Malians have displayed much greater enthusiasm for celebrating Tabaski, which is known by Muslims in other regions as Eid al-Adha, than for voting. The holiday celebrates the biblical story of the prophet Ibrahim, known to Christians and Jews as Abraham, who received divine instruction to sacrifice his son but was then given a ram to kill instead after proving his faith.

More than 100,000 rams are expected to be sacrificed for traditional Tabaski feasts in Bamako alone, according to Mali’s National Directory of Animal Industry Production.

Livestock dealers like Hamidou Dembele are among those who’ve been doing a booming trade. On the eve of the election, he loaded his best sheep onto the back of a pick-up truck in his native village of San and drove to Bamako, 422 kilometers (262 miles) to the west, where he says he sold the animals for between 100,000 CFA francs ($174) and 250,000 francs each.

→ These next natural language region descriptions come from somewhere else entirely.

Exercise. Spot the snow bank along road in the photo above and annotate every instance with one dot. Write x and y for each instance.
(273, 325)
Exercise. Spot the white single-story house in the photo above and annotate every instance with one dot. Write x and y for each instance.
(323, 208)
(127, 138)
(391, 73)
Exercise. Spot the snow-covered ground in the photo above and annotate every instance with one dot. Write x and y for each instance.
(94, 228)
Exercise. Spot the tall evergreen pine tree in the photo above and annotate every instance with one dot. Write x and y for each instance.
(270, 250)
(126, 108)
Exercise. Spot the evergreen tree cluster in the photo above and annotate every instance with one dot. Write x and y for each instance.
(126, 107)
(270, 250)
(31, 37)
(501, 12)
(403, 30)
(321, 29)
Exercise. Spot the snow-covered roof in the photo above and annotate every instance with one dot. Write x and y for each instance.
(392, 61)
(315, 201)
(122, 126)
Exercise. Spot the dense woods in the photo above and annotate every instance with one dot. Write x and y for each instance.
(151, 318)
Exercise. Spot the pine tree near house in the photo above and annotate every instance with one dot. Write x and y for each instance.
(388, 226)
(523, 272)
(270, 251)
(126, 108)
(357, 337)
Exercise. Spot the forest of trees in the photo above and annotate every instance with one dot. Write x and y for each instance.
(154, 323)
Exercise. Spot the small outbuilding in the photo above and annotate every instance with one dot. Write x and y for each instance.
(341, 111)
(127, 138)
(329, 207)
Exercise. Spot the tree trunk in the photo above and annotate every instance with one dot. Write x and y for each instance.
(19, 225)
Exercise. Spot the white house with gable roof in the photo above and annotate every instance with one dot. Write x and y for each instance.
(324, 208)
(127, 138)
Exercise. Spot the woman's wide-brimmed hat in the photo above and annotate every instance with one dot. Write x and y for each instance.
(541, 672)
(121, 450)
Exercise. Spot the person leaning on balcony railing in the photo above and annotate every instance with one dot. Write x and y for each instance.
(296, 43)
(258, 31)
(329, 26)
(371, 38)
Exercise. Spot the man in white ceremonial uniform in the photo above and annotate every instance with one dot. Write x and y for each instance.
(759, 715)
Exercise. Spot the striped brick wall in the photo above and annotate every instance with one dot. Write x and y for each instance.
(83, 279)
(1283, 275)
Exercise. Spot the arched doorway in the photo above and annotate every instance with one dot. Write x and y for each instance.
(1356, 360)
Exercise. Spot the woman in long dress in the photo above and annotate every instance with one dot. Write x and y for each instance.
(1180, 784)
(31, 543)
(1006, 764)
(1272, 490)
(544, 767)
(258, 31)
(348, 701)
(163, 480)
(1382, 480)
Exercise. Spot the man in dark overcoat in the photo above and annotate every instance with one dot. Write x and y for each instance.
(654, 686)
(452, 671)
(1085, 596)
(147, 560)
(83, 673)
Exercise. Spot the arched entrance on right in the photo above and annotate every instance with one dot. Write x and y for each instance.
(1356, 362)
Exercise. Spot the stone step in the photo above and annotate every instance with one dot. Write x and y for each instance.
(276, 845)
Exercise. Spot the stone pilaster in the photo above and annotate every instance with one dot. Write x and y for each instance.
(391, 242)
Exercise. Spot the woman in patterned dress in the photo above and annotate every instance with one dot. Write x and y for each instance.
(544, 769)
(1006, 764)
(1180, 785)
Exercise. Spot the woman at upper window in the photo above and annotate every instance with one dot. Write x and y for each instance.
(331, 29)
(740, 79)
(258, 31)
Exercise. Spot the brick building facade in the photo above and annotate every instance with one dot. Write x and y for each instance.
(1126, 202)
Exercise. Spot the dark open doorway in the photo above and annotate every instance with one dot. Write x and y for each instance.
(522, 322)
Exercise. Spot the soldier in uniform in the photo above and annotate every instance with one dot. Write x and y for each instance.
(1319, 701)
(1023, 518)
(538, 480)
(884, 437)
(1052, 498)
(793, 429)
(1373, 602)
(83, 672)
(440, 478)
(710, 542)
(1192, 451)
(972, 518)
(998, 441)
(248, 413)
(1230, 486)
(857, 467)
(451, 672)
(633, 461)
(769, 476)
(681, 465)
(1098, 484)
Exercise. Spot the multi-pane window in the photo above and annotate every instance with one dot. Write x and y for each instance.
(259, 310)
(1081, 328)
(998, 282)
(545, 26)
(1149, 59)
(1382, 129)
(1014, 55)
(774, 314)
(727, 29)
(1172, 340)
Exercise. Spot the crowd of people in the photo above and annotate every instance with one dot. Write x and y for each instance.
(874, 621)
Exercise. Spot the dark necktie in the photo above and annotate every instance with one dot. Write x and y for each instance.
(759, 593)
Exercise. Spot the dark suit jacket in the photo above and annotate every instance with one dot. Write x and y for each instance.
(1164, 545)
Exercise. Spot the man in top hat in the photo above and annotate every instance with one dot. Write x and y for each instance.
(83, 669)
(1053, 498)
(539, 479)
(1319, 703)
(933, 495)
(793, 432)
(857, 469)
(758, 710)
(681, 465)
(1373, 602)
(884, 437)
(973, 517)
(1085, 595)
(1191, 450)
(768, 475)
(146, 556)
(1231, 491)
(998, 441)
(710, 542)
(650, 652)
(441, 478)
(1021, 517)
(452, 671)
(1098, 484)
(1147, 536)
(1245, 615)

Prize sheep from central Mali and neighboring Niger can sell for as much as 600,000 francs, according to Dembele. 

Voting Secondary to Sheep Shopping in Politics-Weary Mali

“Only ministers and Bamako’s wealthiest businessmen can afford to buy a sheep at that price,” he said.

Kalilou Sidibe, a political science and international relations professor at the University of Law and Political Science in Bamako, sees the ambivalence toward voting in Mali as bad for democracy.

“People need education to understand why it’s important to vote,” he said. “Mali urgently needs electoral reform to change a dysfunctional political system.”